---
name: nvidia-ai-operations-day2
description: Use this skill when reviewing day-2 operations of NVIDIA GPU fleets — DCGM exporter and DCGM-Diag posture, GPU telemetry into Prometheus/Grafana, MIG partitioning lifecycle, GPU health and Xid error response, fleet upgrade paths, and incident response for GPU-failure modes. Trigger when the user asks how a GPU fleet is monitored, whether DCGM is wired, whether Xid signatures map to runbooks, or whether the deployment meets NCP-AIO certification expectations.
allowed-tools: Read Grep Glob
metadata:
  author: "github: Raishin"
  version: "0.1.0"
  updated: "2026-05-10"
  category: observability
---

# NVIDIA AI Operations (Day-2) Review

## Purpose

Review operational posture of NVIDIA GPU fleets against the NCP-AIO body of knowledge: DCGM and DCGM-Exporter coverage, MIG partitioning lifecycle, Xid error classification and runbooks, fleet driver/firmware upgrade orchestration, and GPU-aware incident response.

## Lean operating rules

- Prefer live evidence (`dcgmi diag`, `dcgmi health`, `nvidia-smi --query-gpu=...`, Prometheus DCGM metrics) when the active client exposes it; otherwise fall back to NVIDIA DCGM documentation, sanitized dashboards, and Xid reference tables.
- Separate confirmed facts from inference.

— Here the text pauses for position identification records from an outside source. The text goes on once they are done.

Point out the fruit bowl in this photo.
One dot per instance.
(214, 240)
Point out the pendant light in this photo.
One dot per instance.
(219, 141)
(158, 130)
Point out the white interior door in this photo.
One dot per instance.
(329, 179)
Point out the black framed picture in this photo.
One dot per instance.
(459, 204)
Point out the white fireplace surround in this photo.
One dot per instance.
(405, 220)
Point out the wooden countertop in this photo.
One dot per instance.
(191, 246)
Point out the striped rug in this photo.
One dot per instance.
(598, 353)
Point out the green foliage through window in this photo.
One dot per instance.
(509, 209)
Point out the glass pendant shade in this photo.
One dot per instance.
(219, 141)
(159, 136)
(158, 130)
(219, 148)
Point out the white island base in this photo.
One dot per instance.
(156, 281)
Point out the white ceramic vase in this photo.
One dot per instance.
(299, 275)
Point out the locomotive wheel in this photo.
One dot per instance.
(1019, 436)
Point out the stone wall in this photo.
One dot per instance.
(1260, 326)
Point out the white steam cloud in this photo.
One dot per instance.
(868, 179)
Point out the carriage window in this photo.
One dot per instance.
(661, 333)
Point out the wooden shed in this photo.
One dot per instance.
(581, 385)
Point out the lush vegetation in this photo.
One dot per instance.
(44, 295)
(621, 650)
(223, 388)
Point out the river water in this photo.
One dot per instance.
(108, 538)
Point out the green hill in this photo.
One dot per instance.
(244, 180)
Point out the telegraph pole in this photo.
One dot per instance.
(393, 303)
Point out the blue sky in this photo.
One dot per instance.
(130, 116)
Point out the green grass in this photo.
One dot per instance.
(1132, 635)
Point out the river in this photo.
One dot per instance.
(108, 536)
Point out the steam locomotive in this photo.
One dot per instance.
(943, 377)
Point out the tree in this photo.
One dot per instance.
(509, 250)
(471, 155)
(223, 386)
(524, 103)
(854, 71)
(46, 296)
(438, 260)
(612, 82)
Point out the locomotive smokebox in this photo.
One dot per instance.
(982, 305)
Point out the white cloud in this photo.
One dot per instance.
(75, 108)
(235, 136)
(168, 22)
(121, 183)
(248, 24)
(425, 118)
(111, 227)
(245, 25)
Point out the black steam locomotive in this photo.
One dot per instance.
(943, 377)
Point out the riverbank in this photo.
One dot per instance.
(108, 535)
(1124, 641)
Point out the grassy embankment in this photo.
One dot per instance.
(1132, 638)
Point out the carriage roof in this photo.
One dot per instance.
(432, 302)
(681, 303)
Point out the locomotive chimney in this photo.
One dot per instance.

If DCGM coverage, alerting rules, or Xid classification was not directly queried, say so.
- Treat absence of DCGM exporter on production GPU nodes as a high finding — fleet is operationally blind.
- Treat ungated driver/firmware rolling upgrade (no pre-drain, no canary, no rollback path) as a high finding.
- Treat undocumented Xid signature → runbook mapping as a medium finding — incidents will be triaged from scratch.
- Treat GPU-Operator / device-plugin running with default permissive securityContext on multi-tenant clusters as a high finding.
- Treat MIG re-partitioning performed live without workload drain as a medium finding (running contexts are killed).
- Treat alerting that does not cover ECC double-bit errors, NVLink errors, or row-remapping pending as a medium finding.

## Response minimum

Return, at minimum:
- the scoped target (cluster/fleet, exporter version) and evidence level,
- DCGM exporter coverage and alert posture,
- MIG partitioning lifecycle posture,
- Xid → runbook coverage,
- driver/firmware upgrade discipline,
- safe next actions and assumptions or blockers.